In the elder care sphere, Vayyar says its wall-mounted sensor systems can help detect falls and monitor the well-being of senior citizens living independently or in assisted living facilities, while doing away with cameras, emergency buttons, and wearables. The company recently signed an agreement with Alexa, Amazon’s virtual assistant technology, to integrate with the service through the Alexa Together program for caregivers and aging loved ones.
In the home space, Vayyar developed the Walabot DIY, a device that can “see” up to four inches (10.16 centimeters) into walls to reveal pipes, wires, studs, stud centers, and even pests.
And in the automotive sector, Vayyar says its 4D imaging radar-based platforms can increase safety inside vehicles (in-cabin safety), such as the detection of a forgotten, sleeping child in the backseat. These systems can also be used as a base for Advanced Driver Assistance Systems (ADAS) and Advanced Rider Assistance Systems (ARAS), mainly in motorcycles. The company says these radars can detect and track multiple stationary and moving targets in different road conditions.
Vayyar already works with automakers from Japan and Vietnam and recently secured an agreement with Italian motorbike company Piaggio to supply its ARAS offering, the company says.
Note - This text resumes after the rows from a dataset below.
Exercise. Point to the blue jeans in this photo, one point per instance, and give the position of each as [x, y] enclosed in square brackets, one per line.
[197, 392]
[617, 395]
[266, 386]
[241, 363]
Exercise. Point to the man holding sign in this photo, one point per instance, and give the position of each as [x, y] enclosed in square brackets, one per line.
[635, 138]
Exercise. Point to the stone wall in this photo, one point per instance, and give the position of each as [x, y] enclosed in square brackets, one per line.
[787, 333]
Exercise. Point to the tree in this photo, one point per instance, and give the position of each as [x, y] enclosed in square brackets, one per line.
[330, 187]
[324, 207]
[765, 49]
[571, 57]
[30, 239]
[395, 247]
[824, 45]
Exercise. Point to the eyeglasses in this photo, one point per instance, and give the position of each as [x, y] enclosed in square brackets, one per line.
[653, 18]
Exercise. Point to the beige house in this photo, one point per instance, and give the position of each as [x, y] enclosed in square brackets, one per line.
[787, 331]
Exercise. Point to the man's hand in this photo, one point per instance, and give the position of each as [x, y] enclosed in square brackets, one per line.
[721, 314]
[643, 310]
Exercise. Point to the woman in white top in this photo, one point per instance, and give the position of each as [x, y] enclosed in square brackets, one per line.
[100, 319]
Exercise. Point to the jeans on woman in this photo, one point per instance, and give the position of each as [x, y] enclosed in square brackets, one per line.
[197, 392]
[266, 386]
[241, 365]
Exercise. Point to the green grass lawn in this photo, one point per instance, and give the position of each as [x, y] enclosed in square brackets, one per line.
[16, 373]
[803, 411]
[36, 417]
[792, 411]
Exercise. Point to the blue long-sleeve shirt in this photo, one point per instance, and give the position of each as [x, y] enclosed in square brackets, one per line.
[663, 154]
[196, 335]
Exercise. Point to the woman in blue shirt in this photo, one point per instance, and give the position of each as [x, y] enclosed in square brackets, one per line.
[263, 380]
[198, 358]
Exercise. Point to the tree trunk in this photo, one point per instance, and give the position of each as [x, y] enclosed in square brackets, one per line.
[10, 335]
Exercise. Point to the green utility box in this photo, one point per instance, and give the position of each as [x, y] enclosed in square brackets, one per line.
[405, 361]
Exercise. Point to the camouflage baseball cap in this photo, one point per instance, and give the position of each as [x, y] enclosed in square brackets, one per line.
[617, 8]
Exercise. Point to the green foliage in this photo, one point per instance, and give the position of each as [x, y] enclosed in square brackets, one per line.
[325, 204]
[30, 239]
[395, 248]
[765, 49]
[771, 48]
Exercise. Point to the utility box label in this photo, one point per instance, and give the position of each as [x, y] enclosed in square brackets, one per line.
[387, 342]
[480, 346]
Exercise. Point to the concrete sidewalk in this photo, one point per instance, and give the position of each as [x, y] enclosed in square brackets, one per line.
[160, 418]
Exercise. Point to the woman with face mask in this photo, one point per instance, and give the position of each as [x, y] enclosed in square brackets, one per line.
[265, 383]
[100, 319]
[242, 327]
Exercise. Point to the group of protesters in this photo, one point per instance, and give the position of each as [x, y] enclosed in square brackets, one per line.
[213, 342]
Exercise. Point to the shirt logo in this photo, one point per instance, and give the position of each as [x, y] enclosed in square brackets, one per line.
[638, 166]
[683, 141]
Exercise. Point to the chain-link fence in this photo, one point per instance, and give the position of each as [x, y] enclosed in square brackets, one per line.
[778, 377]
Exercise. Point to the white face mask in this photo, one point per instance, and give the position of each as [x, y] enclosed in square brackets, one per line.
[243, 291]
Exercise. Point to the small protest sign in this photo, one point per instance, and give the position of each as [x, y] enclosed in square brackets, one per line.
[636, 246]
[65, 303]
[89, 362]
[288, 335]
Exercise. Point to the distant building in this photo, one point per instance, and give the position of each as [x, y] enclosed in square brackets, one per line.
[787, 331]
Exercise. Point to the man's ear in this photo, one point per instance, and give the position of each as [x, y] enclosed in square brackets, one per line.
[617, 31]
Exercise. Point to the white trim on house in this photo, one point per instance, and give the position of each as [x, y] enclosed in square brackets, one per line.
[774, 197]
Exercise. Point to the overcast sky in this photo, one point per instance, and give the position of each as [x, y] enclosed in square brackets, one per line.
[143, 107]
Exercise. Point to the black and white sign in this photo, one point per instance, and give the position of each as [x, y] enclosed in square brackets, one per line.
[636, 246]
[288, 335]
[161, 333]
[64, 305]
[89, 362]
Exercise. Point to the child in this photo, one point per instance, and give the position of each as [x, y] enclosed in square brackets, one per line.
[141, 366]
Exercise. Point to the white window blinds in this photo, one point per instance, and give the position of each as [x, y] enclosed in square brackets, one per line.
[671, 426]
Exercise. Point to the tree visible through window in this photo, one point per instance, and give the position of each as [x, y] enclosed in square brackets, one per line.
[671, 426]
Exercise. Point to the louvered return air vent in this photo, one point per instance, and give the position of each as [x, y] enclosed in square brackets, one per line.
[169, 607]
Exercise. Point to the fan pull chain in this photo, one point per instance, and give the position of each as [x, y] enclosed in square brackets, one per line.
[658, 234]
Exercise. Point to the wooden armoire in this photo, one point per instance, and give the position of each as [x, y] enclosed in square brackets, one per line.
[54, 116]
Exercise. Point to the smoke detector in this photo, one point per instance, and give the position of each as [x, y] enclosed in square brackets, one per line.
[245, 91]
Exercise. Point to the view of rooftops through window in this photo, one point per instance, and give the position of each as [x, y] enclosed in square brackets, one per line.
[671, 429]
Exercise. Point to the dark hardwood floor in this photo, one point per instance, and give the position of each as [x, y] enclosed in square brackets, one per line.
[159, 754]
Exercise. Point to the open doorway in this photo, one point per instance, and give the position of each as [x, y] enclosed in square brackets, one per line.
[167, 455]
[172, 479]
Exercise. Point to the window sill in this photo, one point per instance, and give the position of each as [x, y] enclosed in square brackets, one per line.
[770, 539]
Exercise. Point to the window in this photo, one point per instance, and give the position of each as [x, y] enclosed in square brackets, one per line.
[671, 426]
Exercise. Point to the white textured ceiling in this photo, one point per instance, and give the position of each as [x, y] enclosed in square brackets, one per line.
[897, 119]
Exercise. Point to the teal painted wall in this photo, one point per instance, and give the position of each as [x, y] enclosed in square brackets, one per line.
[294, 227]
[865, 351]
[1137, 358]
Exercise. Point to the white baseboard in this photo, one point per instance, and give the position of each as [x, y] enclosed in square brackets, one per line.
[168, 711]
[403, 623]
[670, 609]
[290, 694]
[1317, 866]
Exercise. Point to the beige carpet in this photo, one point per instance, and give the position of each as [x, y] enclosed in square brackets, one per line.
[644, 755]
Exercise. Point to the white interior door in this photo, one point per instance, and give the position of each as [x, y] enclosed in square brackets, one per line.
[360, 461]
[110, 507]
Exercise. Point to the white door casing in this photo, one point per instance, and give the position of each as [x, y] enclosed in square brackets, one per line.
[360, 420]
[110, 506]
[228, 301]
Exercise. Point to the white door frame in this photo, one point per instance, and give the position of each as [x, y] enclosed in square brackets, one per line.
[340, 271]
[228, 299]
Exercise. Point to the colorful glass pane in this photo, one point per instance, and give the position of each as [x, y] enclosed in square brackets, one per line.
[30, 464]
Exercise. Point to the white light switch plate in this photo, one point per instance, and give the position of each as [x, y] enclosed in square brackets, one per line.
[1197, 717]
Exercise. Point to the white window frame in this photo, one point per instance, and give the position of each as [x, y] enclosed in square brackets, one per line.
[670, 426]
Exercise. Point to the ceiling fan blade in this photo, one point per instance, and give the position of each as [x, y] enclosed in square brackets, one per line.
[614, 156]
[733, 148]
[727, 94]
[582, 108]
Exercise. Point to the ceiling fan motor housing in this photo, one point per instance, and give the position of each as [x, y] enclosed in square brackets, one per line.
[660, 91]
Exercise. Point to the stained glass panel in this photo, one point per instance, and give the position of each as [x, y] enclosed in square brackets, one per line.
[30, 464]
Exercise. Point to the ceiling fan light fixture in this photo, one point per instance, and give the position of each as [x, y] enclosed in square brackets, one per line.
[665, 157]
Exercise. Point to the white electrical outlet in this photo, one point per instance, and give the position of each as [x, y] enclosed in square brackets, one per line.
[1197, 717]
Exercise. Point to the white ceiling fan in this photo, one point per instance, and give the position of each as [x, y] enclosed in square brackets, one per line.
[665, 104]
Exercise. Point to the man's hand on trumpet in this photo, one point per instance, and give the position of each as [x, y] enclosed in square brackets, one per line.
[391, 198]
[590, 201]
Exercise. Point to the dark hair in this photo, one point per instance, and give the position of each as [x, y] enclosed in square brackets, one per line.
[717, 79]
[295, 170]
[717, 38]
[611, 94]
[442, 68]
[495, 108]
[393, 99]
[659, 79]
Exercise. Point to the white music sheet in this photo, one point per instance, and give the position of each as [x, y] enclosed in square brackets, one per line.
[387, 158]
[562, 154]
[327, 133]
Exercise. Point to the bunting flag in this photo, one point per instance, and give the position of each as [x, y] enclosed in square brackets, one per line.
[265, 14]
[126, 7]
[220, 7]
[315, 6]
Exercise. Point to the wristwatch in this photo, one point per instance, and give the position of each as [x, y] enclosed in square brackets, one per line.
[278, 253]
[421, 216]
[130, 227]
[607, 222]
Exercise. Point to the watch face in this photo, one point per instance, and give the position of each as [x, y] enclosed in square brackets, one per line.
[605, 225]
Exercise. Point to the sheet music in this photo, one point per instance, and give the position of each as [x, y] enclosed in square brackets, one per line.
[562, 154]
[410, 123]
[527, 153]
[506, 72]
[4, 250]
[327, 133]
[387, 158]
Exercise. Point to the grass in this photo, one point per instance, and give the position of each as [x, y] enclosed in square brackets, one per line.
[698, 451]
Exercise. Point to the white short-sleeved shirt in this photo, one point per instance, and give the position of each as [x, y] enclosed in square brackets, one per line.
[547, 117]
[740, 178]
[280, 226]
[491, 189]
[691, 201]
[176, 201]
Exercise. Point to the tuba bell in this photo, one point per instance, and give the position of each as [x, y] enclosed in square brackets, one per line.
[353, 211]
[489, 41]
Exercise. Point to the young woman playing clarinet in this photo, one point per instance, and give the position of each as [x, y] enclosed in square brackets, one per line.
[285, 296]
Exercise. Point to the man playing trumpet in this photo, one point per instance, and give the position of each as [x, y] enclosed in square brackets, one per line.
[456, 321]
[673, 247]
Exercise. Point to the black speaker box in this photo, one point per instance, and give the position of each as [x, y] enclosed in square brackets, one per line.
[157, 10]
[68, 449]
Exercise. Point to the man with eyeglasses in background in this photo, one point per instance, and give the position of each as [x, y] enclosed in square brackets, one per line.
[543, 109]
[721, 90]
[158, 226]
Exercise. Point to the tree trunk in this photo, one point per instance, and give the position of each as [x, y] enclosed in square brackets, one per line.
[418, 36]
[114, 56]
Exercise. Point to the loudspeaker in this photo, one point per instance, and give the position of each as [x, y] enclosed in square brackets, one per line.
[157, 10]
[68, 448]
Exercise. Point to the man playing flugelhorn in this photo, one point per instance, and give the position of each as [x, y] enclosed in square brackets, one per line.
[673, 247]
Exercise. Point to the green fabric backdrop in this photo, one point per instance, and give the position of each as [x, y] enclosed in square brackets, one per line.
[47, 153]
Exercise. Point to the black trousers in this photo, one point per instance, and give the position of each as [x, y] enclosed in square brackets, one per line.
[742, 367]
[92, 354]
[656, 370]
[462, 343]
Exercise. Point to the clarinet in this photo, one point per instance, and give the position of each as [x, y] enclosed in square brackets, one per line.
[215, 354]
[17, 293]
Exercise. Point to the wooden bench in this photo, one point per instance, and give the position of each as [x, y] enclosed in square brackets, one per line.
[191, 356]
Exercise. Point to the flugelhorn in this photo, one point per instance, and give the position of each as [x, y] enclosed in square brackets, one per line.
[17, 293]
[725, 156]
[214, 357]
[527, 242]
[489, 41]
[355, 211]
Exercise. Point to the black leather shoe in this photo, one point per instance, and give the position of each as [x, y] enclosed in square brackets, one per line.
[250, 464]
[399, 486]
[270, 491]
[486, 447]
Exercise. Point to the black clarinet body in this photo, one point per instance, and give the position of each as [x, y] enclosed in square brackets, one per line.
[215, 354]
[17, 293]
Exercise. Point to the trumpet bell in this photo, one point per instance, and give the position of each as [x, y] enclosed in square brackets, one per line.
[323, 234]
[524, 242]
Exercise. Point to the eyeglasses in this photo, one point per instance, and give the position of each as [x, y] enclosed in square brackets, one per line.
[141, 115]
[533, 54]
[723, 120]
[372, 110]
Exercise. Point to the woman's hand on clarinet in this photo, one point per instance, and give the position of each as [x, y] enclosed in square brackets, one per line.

Brett Chugg, senior managing director of KDT, said the investment firm was “excited to help further Vayyar’s vision to improve the health and safety of people’s lives on a global scale. Their 4D imaging technology is transforming the medical, smart home, elder care, and automotive markets here in the US and around the world.”
Vayyar co-founder and CEO Raviv Melamed acknowledged the downturn in the global economy and in the investment and tech communities, and said, “During a challenging period for the global economy, this new funding round is a ringing endorsement of our mission and a clear vote of confidence in the strength of our technology and the strategic agility of our organization.
Vayyar said the new funding will go toward developing its capabilities, expanding geographically and fueling growth across its existing markets.
Israel is home to about 600 semiconductor and sensor companies, according to the Start-Up Nation Central finder database.
Over the past few years, multinational giants like Google, Microsoft, Facebook, Intel and Nvidia have all setting up or expanding their chip design operations in Israel, cementing the country’s position as a silicon workhorse alongside its status as a tech nation.
This move has been driven by a shift toward digitalization compounded by a global shortage of chips being felt across industries, spurring chipmakers and tech firms to begin developing their own semiconductors so they can expand operations.
Intel earlier this year announced the acquisition of Israeli company Tower Semiconductor, a chip-maker based in Migdal HaEmek-based for $5.4 billion. The US chip giant also bought Israeli artificial intelligence chipmaker Habana Labs in 2019.
Nvidia, which bought Israel’s Mellanox Technologies for $7 billion in 2020, recently said it was expanding its operations in Israel.
In 2015, Amazon bought Israeli microelectronics company Annapurna Labs, absorbing the company into its AWS operations. The Annapurna Labs team, headquartered in Haifa, develops high-performance hardware and software for AWS.